BCPack is more sophisticated than that, PS5 decided that the basic reordering plus Kraken was good enough.

BC6H and BC7 have many modes and a more irregular block layout and such trivial transforms don't work. Oodle Texture has "BC7Prep" which is a lossless transform that can be run on BC7 blocks to make them more amenable to compression by byte-aligned LZs, and is easy (and very fast, often >180GB/s) to undo on the GPU. It mostly boils down to making the transform aware of the different modes. BC6H we don't have anything in particular yet because it was <1% of the texture data sets for all games we looked at so there were better things to spend our time on.

In short, XBox Series S/X have regular Deflate and BCPack which is a lossless coder for _only_ BC1-7 data (itself lossy), PS5 has Kraken, both support certain simple on-the-fly transforms on BC1-5 blocks as part of the decompression process, and both can use Oodle Texture BC7Prep via GPU compute shader for BC7 where the simple transforms don't work.

BCPack is aware of BC1-7 data, Kraken is not, and both can potentially get much better results when the BC1-7 encoder feeds them the kind of redundancy they know to exploit.
 
If you're willing to get a bit technical then Fabian Giesen (of Oodle) did a short writeup of the differences between the BCPack and Kraken texture formats.

Maybe I'm reading this wrong but it seems to suggest that BCpak will be better for some things. But honestly I haven't seen any evidence of what those things might be. Usually when it comes to compression the PS5 ends up with smaller file sizes.

Maybe it's something that we haven't seen yet?
 

Hoddi

Member
Maybe I'm reading this wrong but it seems to suggest that BCpak will be better for some things. But honestly I haven't seen any evidence of what those things might be. Usually when it comes to compression the PS5 ends up with smaller file sizes.

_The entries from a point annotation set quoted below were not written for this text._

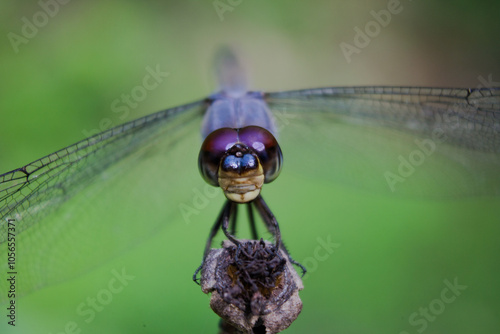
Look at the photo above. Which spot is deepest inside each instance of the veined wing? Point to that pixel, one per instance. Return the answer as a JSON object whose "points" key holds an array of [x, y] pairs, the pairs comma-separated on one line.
{"points": [[52, 243], [413, 141]]}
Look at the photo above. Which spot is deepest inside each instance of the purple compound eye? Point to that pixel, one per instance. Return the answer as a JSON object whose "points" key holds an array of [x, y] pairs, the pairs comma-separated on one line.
{"points": [[212, 150], [263, 143]]}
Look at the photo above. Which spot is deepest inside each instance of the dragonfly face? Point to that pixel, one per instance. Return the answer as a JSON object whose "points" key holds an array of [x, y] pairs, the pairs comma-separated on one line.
{"points": [[240, 161]]}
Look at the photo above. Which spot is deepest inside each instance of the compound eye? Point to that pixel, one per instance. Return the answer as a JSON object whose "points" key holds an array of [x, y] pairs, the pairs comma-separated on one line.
{"points": [[212, 150], [263, 143]]}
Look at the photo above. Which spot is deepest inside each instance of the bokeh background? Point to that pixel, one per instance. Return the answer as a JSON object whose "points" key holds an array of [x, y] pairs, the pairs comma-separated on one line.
{"points": [[390, 257]]}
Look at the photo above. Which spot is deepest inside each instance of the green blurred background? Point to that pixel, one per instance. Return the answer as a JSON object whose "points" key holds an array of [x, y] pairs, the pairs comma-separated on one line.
{"points": [[390, 256]]}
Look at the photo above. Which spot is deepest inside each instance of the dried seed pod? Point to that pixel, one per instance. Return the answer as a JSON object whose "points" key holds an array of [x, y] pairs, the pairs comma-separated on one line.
{"points": [[253, 285]]}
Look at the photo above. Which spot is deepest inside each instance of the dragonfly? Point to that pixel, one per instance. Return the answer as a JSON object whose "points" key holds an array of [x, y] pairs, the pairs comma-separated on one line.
{"points": [[336, 133]]}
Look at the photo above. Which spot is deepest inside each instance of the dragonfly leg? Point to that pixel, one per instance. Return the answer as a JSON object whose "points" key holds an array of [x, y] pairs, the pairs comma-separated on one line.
{"points": [[231, 210], [251, 219], [273, 227], [234, 215], [213, 232]]}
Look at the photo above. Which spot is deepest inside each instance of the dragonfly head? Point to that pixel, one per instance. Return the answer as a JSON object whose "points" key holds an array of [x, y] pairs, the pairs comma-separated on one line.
{"points": [[240, 161]]}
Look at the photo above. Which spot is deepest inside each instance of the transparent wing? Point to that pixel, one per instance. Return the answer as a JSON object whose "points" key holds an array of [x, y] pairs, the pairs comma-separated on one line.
{"points": [[59, 206], [431, 142]]}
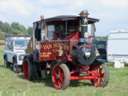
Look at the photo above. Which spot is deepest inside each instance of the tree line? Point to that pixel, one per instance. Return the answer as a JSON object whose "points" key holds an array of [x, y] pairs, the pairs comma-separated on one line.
{"points": [[13, 28]]}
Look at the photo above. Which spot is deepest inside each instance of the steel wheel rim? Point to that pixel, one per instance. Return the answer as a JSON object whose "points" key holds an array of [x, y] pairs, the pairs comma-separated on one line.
{"points": [[100, 76], [58, 77]]}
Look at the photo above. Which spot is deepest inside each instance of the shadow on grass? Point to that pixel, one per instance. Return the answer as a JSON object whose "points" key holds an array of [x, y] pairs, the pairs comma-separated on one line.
{"points": [[3, 66]]}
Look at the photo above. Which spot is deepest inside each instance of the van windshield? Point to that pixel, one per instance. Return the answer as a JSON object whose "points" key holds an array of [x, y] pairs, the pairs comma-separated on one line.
{"points": [[21, 43]]}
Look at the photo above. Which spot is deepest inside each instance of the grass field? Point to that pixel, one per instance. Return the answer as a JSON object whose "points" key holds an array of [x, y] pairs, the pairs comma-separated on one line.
{"points": [[12, 84]]}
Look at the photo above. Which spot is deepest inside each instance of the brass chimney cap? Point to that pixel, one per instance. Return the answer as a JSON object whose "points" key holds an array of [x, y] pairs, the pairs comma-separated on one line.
{"points": [[84, 13]]}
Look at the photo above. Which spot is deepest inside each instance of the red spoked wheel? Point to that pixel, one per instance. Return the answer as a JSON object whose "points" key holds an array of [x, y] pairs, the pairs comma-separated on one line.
{"points": [[26, 69], [102, 75], [60, 76]]}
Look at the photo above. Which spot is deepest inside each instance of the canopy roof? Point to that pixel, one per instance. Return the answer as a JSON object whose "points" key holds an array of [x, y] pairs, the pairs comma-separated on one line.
{"points": [[67, 18]]}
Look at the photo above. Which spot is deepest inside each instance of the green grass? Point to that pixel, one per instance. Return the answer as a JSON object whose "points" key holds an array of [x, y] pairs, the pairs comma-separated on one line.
{"points": [[12, 84]]}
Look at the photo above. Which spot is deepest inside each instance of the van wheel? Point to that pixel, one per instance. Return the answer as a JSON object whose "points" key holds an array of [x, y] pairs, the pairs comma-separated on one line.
{"points": [[15, 67]]}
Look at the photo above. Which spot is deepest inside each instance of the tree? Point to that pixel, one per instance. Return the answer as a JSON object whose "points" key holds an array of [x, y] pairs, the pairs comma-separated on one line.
{"points": [[29, 30]]}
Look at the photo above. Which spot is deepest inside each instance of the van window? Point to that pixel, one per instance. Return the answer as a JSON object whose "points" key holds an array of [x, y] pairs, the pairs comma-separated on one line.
{"points": [[9, 45]]}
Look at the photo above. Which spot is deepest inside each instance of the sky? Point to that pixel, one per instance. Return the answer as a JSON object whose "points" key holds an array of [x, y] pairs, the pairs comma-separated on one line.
{"points": [[113, 14]]}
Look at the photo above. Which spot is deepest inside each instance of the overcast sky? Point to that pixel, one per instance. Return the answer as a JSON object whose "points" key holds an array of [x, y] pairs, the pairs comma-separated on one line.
{"points": [[113, 14]]}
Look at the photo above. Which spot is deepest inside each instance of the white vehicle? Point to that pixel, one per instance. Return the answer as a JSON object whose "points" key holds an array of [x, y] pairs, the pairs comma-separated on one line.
{"points": [[14, 51], [117, 48]]}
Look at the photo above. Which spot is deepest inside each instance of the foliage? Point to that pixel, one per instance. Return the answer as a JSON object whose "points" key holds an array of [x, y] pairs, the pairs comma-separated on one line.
{"points": [[12, 84], [13, 28]]}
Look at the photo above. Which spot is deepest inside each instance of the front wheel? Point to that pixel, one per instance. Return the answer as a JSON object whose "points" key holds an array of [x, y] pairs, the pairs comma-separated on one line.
{"points": [[60, 76], [102, 74]]}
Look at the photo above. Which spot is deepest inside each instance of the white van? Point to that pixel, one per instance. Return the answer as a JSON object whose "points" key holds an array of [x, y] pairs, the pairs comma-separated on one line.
{"points": [[117, 47], [14, 51]]}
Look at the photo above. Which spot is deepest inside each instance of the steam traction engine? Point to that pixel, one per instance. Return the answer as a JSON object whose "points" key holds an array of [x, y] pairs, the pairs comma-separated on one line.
{"points": [[64, 47]]}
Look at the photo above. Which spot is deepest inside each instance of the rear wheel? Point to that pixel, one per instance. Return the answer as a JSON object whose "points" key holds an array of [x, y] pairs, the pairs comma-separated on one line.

Maybe it's something that we haven't seen yet?
I honestly have no idea. Xbox games seem to have similar/same install sizes when compared with their PC counterparts so it seems likely that they use the same formats. RE8 only reads about 500MB on level loads so those 10s load times on Xbox seem far too long.
 
I honestly have no idea. Xbox games seem to have similar/same install sizes when compared with their PC counterparts so it seems likely that they use the same formats. RE8 only reads about 500MB on level loads so those 10s load times on Xbox seem far too long.

Maybe that's just how the engine works with the velocity architecture?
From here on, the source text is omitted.